I need help setting up proxy settings for the Vertex AI Python client library in my work environment. We have a corporate proxy that all network traffic must go through.
I want to configure the proxy settings just for the Vertex AI client without affecting other applications running on the same system. Is there a way to set proxy configuration per client instance?
Here’s my current code setup:
from google.cloud import aiplatform
from google.cloud.aiplatform import GenerativeModel
class AIClient:
def create_response(self, auth_credentials, prompt_data):
aiplatform.init(project="my-project", location="us-central1", credentials=auth_credentials)
llm_model = GenerativeModel("gemini-pro")
config = {
"max_output_tokens": 4096,
"temperature": 0.8,
"top_p": 0.1
}
return llm_model.generate_content(
contents=prompt_data,
generation_config=config,
stream=True
)
I tried using environment variables like HTTP_PROXY and HTTPS_PROXY but this affects our entire system and causes problems with other services.
I also attempted to set the proxy variables in code before each API call and then remove them after, but I’m worried this might cause threading issues or other unexpected behavior.

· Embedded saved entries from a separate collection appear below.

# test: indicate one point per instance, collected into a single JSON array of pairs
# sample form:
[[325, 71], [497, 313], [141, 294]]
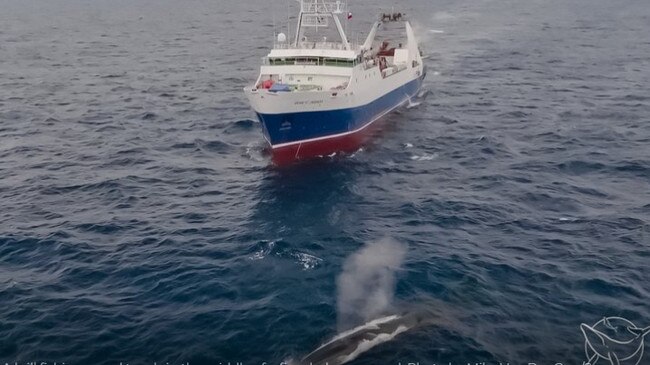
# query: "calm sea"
[[141, 220]]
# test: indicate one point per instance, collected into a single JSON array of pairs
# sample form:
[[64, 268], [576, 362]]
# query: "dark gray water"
[[142, 221]]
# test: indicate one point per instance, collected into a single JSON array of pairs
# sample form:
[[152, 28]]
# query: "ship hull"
[[305, 135]]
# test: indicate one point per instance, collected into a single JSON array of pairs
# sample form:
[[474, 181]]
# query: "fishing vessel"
[[320, 93]]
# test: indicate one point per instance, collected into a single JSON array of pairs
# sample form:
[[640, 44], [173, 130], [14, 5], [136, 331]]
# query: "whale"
[[628, 347], [348, 345]]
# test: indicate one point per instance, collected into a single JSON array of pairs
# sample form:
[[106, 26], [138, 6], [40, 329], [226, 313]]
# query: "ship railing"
[[312, 45], [335, 7]]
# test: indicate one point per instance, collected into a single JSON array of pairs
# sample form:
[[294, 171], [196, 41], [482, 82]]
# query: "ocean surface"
[[142, 221]]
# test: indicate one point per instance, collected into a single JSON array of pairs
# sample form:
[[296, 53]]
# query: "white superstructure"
[[320, 87]]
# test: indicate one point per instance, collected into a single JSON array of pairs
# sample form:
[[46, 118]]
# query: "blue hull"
[[297, 127]]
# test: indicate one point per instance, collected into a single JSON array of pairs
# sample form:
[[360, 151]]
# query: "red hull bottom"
[[347, 143]]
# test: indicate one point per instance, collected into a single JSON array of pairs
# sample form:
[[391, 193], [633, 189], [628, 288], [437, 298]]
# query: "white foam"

Is there a built-in way to configure proxy settings specifically for the Vertex AI client? Any suggestions would be really helpful!
you can pass proxy config straight to the gRPC channel with Vertex AI. set the GRPC_PROXY_CONFIG env variable or create a custom channel with proxy settings in your aiplatform.init() call. way cleaner than dealing with requests transport.
Best way is to create a custom transport with proxy settings for your Google client. Here’s what I use in production:
import requests
from google.auth.transport.requests import Request
from google.cloud import aiplatform
from google.cloud.aiplatform import GenerativeModel
class AIClient:
def __init__(self, proxy_url=None):
self.proxy_url = proxy_url
self._setup_transport()
def _setup_transport(self):
if self.proxy_url:
session = requests.Session()
session.proxies = {
'http': self.proxy_url,
'https': self.proxy_url
}
self.transport = Request(session)
else:
self.transport = None
def create_response(self, auth_credentials, prompt_data):
if self.transport and hasattr(auth_credentials, 'refresh'):
auth_credentials.refresh(self.transport)
aiplatform.init(
project="my-project",
location="us-central1",
credentials=auth_credentials
)
llm_model = GenerativeModel("gemini-pro")
config = {
"max_output_tokens": 4096,
"temperature": 0.8,
"top_p": 0.1
}
return llm_model.generate_content(
contents=prompt_data,
generation_config=config,
stream=True
)
# Usage
client = AIClient(proxy_url="http://your-proxy:8080")
Proxy only affects auth requests for this specific client. I’ve used this across multiple Google Cloud services and it works great without messing with global environment variables.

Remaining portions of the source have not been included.